A few kilometers further on, the landscape remains hilly but the tone changes. Alessandro di Camporeale tells a family story that spans four generations and today arrives in the hands of Benedetto and Benedetto (“Benedetto the red” and “Benedetto the black,” not card suits nor Stendhal but hair color). The vineyard, about 40 hectares between 300 and 600 meters, rests on calcareous-clay and sandy soils, ventilated but well protected by the morphological conformation of the landscape. The work among the rows follows a very concrete agricultural logic: manual vineyard management, green manure, attention to biodiversity, minimally invasive winemaking. Here too, native varieties coexist with international ones: winemaker Benedetto Alessandro has placed at the center of production Catarratto (Benedè and Monreale bianco are 100% produced with Catarratto Lucido and Extra Lucido grapes), Nero d’Avola, and Perricone, with some excursions into Syrah and Sauvignon Blanc. Interesting is the extra brut late-disgorged Metodo Classico: Catarratto Extra Lucido aged 72 months on the lees, just enough to give the bubble a fine almond pastry aroma.

Polaroid 3 – Baglio di Pianetto

Sicily DOC an island continent (and a wine laboratory) (2)

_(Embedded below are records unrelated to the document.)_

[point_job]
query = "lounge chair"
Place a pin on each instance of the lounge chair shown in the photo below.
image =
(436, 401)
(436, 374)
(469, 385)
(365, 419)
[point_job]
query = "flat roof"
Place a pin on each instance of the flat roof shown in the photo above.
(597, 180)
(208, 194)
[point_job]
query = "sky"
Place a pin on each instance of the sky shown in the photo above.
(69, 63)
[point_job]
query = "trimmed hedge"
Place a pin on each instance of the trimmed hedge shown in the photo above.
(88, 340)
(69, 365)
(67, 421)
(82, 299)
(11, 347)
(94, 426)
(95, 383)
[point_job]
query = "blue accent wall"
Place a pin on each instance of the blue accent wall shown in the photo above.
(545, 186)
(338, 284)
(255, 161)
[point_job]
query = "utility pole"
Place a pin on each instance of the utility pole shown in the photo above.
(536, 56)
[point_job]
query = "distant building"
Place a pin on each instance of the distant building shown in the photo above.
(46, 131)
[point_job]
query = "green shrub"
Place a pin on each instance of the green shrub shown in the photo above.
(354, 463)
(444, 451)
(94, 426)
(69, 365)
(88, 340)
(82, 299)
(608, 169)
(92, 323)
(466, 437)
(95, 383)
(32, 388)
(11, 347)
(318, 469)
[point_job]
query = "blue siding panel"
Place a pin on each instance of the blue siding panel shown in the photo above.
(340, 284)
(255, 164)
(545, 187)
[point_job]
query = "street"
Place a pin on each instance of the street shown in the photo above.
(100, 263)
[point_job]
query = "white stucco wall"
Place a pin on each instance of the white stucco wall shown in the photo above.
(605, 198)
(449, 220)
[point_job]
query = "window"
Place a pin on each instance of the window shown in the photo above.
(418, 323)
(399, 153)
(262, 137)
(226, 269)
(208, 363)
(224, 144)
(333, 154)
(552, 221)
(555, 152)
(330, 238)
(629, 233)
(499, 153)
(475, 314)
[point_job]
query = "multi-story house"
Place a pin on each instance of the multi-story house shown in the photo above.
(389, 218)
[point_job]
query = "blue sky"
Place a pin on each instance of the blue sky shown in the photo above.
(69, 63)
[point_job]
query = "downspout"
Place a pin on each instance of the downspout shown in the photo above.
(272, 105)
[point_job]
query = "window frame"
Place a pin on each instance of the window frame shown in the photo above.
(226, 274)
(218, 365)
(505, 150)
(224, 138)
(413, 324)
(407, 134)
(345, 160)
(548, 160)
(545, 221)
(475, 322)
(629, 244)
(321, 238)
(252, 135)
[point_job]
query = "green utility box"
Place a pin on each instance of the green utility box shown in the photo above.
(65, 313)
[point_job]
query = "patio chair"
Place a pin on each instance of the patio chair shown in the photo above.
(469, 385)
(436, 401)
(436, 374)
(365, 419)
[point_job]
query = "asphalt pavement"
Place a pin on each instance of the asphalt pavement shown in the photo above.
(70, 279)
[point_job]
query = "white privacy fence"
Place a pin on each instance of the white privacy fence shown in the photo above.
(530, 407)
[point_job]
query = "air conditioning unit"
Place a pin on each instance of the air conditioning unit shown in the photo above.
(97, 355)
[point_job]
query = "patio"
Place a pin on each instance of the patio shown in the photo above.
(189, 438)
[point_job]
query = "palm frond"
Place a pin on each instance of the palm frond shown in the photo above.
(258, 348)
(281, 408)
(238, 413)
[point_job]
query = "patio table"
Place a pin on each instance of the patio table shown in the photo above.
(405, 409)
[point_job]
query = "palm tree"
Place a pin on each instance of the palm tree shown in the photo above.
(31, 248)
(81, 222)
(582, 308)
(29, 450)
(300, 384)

Finally, we climb. South of Palermo, toward Piana degli Albanesi, there’s Baglio di Pianetto. We’re at about 650 meters altitude, between mountains and woods. Here we speak of “high-altitude Sicily”: less torrid summers, marked temperature variations, constant winds. Founded in the 1990s by Count Paolo Marzotto, the estate was born to interpret the Sicilian territory with the rigor of the great European châteaux. Today the winery has taken a new direction, thanks to a new tourism hospitality project but, above all, to the new management’s determination to place Sicilian native grape varieties at the center of the project: Catarratto, Insolia, Grillo, and Frappato, with some echoes of the past—Viognier and Syrah—as supporting players. We’ve already discussed the most interesting experiment, the sweet wine Era Passito, in this article*: the Ucriana violet, endemic to the mountains around the Baglio, is one of the symbols of a revolution born from the territory. A grassroots revolution that, alone, can make the Sicily DOC mosaic a coherent, exportable narrative.